32. Il convient donc d’examiner de près les arguments qu’avance le Nicaragua pour étayer des propos aussi durs. On peut les résumer ainsi :
a) premièrement, le Panama n’a aucun droit maritime au nord et à l’ouest de la frontière dont il est convenu avec la Colombie  représentée par la ligne en pointillés gris prolongeant la ligne noire qui figure la frontière entre le Panama et le Costa Rica ;
b) deuxièmement, il en résulte que le Costa Rica obtient la zone à laquelle «le Panama a renoncé»43 ;
c) troisièmement, le territoire du Costa Rica ne subit donc aucun effet d’amputation qui l’empêcherait d’étendre son espace maritime jusqu’à 200 milles marins, même si sa frontière avec le Nicaragua était délimitée sur la base d’une ligne d’équidistance donnant plein effet aux îles du Maïs.

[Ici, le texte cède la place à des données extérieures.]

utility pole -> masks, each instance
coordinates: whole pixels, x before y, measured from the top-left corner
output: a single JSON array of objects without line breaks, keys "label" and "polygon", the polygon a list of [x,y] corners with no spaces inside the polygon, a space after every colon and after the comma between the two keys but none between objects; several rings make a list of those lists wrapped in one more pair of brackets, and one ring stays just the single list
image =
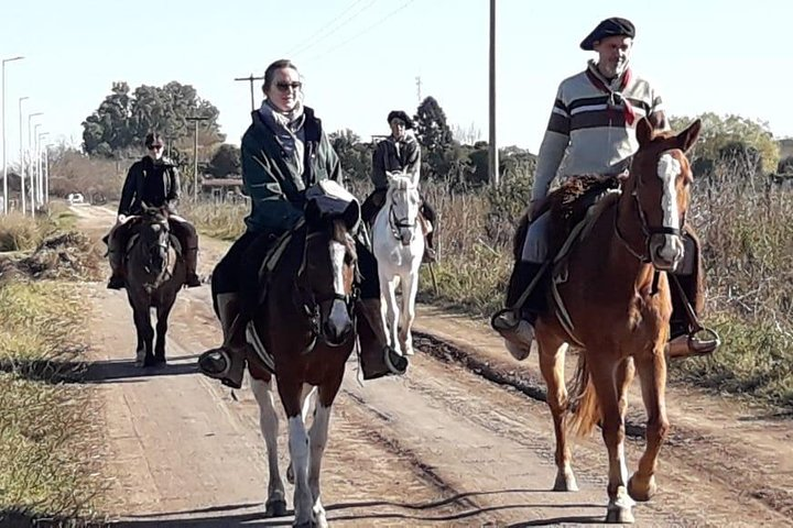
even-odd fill
[{"label": "utility pole", "polygon": [[[253,81],[251,80],[251,86]],[[187,118],[193,121],[193,202],[198,204],[198,121],[208,121],[209,118],[198,116]]]},{"label": "utility pole", "polygon": [[3,151],[3,215],[8,215],[8,166],[6,164],[6,63],[12,61],[21,61],[24,57],[11,57],[3,58],[2,66],[2,113],[0,113],[0,135],[2,135],[2,151]]},{"label": "utility pole", "polygon": [[499,164],[496,143],[496,0],[490,0],[490,140],[489,140],[490,185],[498,187]]},{"label": "utility pole", "polygon": [[264,80],[264,77],[253,77],[253,74],[249,75],[248,77],[237,77],[235,80],[247,80],[251,84],[251,112],[256,110],[256,101],[253,100],[253,81],[254,80]]},{"label": "utility pole", "polygon": [[20,97],[20,197],[22,198],[22,216],[25,211],[24,196],[24,143],[22,142],[22,101],[30,99],[28,96]]}]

33. Or, cette argumentation pose un problème fondamental, comme l’a signalé M. Kohen. En bref, il s’agit de l’accord de délimitation entre la Colombie et le Panama, lequel, pour les Parties à la présente affaire, est res inter alios acta. Bien entendu, on ne saurait considérer comme acquis que le Panama a renoncé aux espaces maritimes situés au nord et à l’ouest de la frontière dont il est
41 CR 2017/11, p. 23, par. 10 (Reichler).
42 CR 2017/11, p. 23, par. 11 (Reichler).
43 CR 2017/11, p. 26, par. 18 (Reichler).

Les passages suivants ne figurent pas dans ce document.